# Panoptix



## die4irish (Jun 8, 2004)

anybody drop some serious coin on this? curious how well it really works


----------



## Shortdrift (Apr 5, 2004)

I thought about it and really don't see the need for my degree of expertise and the enjoyment I get out of Sonar and Down/Side scan.


----------



## Rooster (Apr 8, 2004)

I got the Panoptix ice bundle, but have only used it 3 times almost exclusively in DownVu from the kayak. I’m still getting familiar with the unit, but a little disappointed in my ability to see a 1/16oz jig while stationary among the screen clutter (no problems when the jig is moving). Also, the inability to zoom in on a specific range is frustrating, and I don’t understand why they did not include that feature. Hopefully it is a software fix. 

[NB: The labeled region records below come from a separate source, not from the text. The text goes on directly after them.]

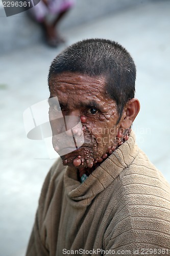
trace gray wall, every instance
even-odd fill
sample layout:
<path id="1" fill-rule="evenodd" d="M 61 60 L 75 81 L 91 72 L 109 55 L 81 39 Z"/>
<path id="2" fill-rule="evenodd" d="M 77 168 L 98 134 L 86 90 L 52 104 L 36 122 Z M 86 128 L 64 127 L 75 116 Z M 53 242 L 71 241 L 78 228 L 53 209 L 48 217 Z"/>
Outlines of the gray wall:
<path id="1" fill-rule="evenodd" d="M 154 0 L 77 0 L 75 7 L 61 23 L 60 29 L 68 29 L 122 9 L 152 1 Z M 7 17 L 1 5 L 0 54 L 29 46 L 42 40 L 42 31 L 27 14 L 26 11 Z"/>

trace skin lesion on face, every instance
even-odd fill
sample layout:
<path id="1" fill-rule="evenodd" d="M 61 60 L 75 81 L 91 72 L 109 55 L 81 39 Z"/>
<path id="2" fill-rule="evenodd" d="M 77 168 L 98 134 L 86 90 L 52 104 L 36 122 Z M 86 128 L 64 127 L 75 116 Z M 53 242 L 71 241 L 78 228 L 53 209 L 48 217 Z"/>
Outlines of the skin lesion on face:
<path id="1" fill-rule="evenodd" d="M 60 105 L 50 108 L 54 148 L 64 165 L 95 168 L 120 143 L 121 122 L 117 124 L 116 104 L 106 93 L 105 78 L 67 72 L 53 76 L 49 84 L 50 97 L 57 97 Z M 61 117 L 55 118 L 58 111 Z M 70 150 L 62 154 L 66 148 Z"/>

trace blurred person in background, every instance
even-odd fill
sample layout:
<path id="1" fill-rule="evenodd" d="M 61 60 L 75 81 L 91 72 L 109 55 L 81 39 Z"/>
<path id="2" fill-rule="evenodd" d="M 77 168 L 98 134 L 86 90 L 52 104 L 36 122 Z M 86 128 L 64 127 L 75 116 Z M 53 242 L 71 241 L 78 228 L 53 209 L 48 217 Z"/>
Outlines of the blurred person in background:
<path id="1" fill-rule="evenodd" d="M 64 42 L 65 40 L 60 35 L 57 27 L 59 22 L 74 3 L 74 0 L 41 0 L 29 10 L 29 13 L 41 25 L 49 46 L 56 47 Z"/>

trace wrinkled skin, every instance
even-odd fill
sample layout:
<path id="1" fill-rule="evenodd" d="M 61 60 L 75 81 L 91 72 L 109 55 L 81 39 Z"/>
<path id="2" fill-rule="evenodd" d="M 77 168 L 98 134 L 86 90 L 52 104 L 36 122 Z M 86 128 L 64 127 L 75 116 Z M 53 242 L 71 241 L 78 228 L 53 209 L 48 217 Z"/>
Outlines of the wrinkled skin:
<path id="1" fill-rule="evenodd" d="M 57 96 L 61 107 L 59 110 L 55 100 L 50 103 L 49 116 L 53 146 L 63 164 L 81 170 L 102 162 L 116 146 L 116 136 L 120 127 L 120 122 L 117 124 L 119 116 L 116 103 L 106 91 L 105 78 L 62 73 L 53 76 L 49 86 L 50 98 Z M 55 119 L 60 110 L 64 117 L 70 117 L 67 121 L 68 131 L 60 139 L 55 135 L 65 130 L 63 123 Z M 72 132 L 69 129 L 75 126 L 75 123 L 71 123 L 71 116 L 80 119 L 82 124 L 72 129 Z M 76 150 L 63 155 L 65 148 L 75 146 L 73 134 L 80 140 L 84 136 L 84 143 Z"/>

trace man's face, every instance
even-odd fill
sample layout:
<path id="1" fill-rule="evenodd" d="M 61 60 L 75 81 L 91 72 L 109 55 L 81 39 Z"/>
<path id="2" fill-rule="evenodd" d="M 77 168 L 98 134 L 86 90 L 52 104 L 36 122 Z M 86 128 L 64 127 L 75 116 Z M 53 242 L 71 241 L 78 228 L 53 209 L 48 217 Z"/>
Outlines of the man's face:
<path id="1" fill-rule="evenodd" d="M 73 72 L 50 79 L 53 144 L 64 165 L 91 167 L 115 145 L 120 124 L 116 124 L 116 103 L 107 95 L 105 84 L 104 77 Z"/>

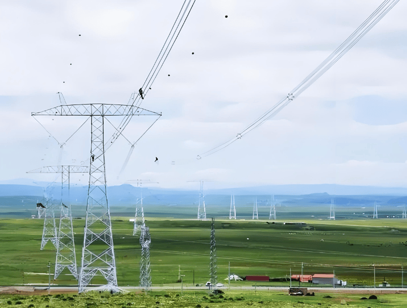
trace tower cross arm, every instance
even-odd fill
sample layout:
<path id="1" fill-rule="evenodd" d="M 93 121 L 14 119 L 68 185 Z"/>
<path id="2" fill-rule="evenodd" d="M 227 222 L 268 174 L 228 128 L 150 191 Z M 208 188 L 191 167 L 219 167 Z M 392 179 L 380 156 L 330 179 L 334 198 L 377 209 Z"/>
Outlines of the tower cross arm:
<path id="1" fill-rule="evenodd" d="M 69 171 L 70 173 L 87 173 L 89 167 L 87 166 L 48 166 L 28 171 L 27 173 L 61 173 Z"/>
<path id="2" fill-rule="evenodd" d="M 159 114 L 132 105 L 89 104 L 61 105 L 39 112 L 35 116 L 159 116 Z"/>

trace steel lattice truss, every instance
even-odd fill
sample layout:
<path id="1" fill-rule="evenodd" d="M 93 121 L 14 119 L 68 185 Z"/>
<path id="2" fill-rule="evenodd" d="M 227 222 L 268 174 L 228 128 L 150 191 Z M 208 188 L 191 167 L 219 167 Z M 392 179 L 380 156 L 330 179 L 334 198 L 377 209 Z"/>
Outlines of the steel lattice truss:
<path id="1" fill-rule="evenodd" d="M 231 195 L 231 210 L 229 211 L 229 219 L 236 219 L 236 208 L 235 207 L 235 195 L 233 195 L 233 212 L 234 214 L 232 215 L 232 195 Z"/>
<path id="2" fill-rule="evenodd" d="M 150 228 L 143 224 L 141 226 L 140 245 L 142 246 L 142 255 L 140 258 L 140 286 L 148 289 L 151 286 L 151 276 L 150 275 L 150 245 L 151 236 Z"/>
<path id="3" fill-rule="evenodd" d="M 71 206 L 62 203 L 61 208 L 61 219 L 59 221 L 58 230 L 57 258 L 55 262 L 55 272 L 54 279 L 57 277 L 65 268 L 67 268 L 78 279 L 76 270 L 76 255 L 75 253 L 75 244 L 72 231 L 72 218 Z"/>
<path id="4" fill-rule="evenodd" d="M 69 175 L 70 173 L 85 173 L 88 171 L 89 168 L 87 166 L 49 166 L 27 172 L 27 173 L 61 174 L 60 216 L 59 228 L 56 241 L 57 255 L 54 274 L 54 278 L 55 279 L 65 268 L 69 270 L 75 279 L 78 279 L 72 218 L 71 206 L 69 204 Z M 56 207 L 56 201 L 54 206 Z"/>
<path id="5" fill-rule="evenodd" d="M 212 218 L 210 230 L 210 263 L 209 263 L 209 277 L 212 286 L 217 283 L 217 265 L 216 259 L 216 246 L 215 241 L 215 219 Z"/>
<path id="6" fill-rule="evenodd" d="M 144 210 L 143 208 L 143 195 L 140 200 L 135 204 L 135 215 L 134 216 L 134 224 L 133 228 L 133 235 L 139 236 L 141 233 L 142 226 L 144 224 Z"/>
<path id="7" fill-rule="evenodd" d="M 274 195 L 273 195 L 273 200 L 270 206 L 270 216 L 268 217 L 268 219 L 273 219 L 274 220 L 277 219 L 277 217 L 276 215 L 276 204 L 274 203 Z"/>
<path id="8" fill-rule="evenodd" d="M 198 205 L 198 219 L 206 219 L 206 209 L 205 208 L 205 195 L 203 192 L 203 181 L 200 181 L 199 203 Z"/>
<path id="9" fill-rule="evenodd" d="M 83 292 L 95 276 L 103 277 L 108 286 L 116 287 L 116 261 L 106 195 L 104 117 L 161 115 L 130 105 L 97 104 L 62 105 L 32 115 L 91 117 L 89 188 L 78 291 Z"/>

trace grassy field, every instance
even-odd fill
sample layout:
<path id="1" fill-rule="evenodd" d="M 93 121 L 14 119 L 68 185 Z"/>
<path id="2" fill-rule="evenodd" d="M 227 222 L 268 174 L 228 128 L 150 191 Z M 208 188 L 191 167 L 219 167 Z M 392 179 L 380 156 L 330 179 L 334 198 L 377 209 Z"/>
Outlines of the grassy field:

However, even with my inexperience and the issues above, it is the single most impressive sonar I have ever used. It is a true 2D live perspective vs the 1D live + history with traditional sonar. The ability to identify the horizontal orientation of a live target in DownVu within a wide cone angle is incredible (not to mention the fish finding capabilities in ForwardVu). I don’t know that it is a huge leap in identifying structure, but the ability to search in ForwardVu and identify the horizontal orientation of a live target is a game changer for video game fishermen like me.


----------